Without further ado, and in no particular order, here are the names that have caught my attention either because I have an interest in them or because of recent action in the stocks.

Viacom (VIA/B): Probably one of my longest term positions seems to have caught the attention of a number of buyers as the stock languished at multi-year lows. More than 14 million shares were purchased in Q4 with Maverick Capital leading the way with 7.2M shares. Two thoughts: First, were these longs just plays on the Viacom – CBS (CBS) spin-off? And if so will these holders have a quick trigger if the value is not unlocked in short order? Second: Why didn't I wait to buy in?

Chesapeake Energy (CHK): Perhaps considered one of the highest quality natural gas names, it has lagged badly the energy party. Insiders have been buying stock left and right for months, while several of the big boys have punted the name, to the collective tune of 4.3M shares. Renaissance Tech Group was the sole buyer, with 1.4M shares. Also noteworthy that in late April, CHK's President Tom Ward entered into a forward sale of 2.5M shares, or 10% of his holdings.

Research In Motion (RIMM): Three gorillas did not feel like waiting around for the NTP settlement and sold more than 15M shares, led by Wellington Group's 11M. But if I had to guess, the NTP lawsuit was probably not the catalyst. Looming competition for push email technology is RIMM's much bigger problem.

Homies: There were interesting cross-currents in the homies group. Neuberger & Berman jumped on the Toll Bros' (TOL) bandwagon purchasing 6.7M shares. We do not know the entry price, but it is likely that it paid more than $250M. That may seem a lot until one considers that N&B manages almost $73 billion. On the other side of the ledger, Citadel unloaded 2.1M shares, but remains heavily invested in the group with 765,000 shares of MDC Hldgs. (MDC), "top 10" holdings DR Horton (DHI) (6.7M shares) and KB Homes (KBH) (3.8M shares), and 1.7M shares of Centex (CTX). I am very curious to see what Citadel's positions look like at the end of Q1 '06.
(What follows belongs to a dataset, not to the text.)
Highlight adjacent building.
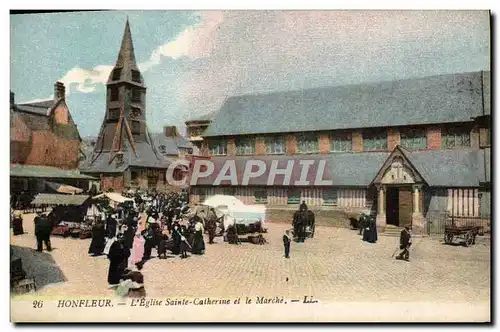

Next, but perhaps most interesting, is the activity in the Managed Care names. Of the 14 hedge funds I looked at, six were very active in Aetna (AET). AET was a "Top 10" holding for D.E. Shaw (4.2M shares purchased in Q4), Loomis Sayles (5.5M shares and its largest holding), Renaissance Tech (1.7M shares almost all bought in Q4), and AQR Capital (771,000 shares). In aggregate, these holdings are not that big (AET has 567M shares outstanding), but an additional 33.7% of the float is controlled by just 7 of the largest mutual fund companies. That suggests that the deepest pockets around were all leaning on the wrong side of the boat when AET last disappointed, and might explain the vicious sell-off in the stock. The question now is whether AET's sell-off was overdone.

The same suspects were also busy buying Cigna (CI), UnitedHealth (UNH), and Humana (HUM), though in much more modest sizes.

Lastly, an oddity: Boston Partners bought 3.3M shares of small cap Axcelis Tech. (ACLS) (3.2% of the company). I call it an oddity because the name does not really seem to fit in with the rest of top holdings and ACLS is the kind of small market cap name that might present liquidity issues for a buyer of that size. Is there something they know that we would like to know?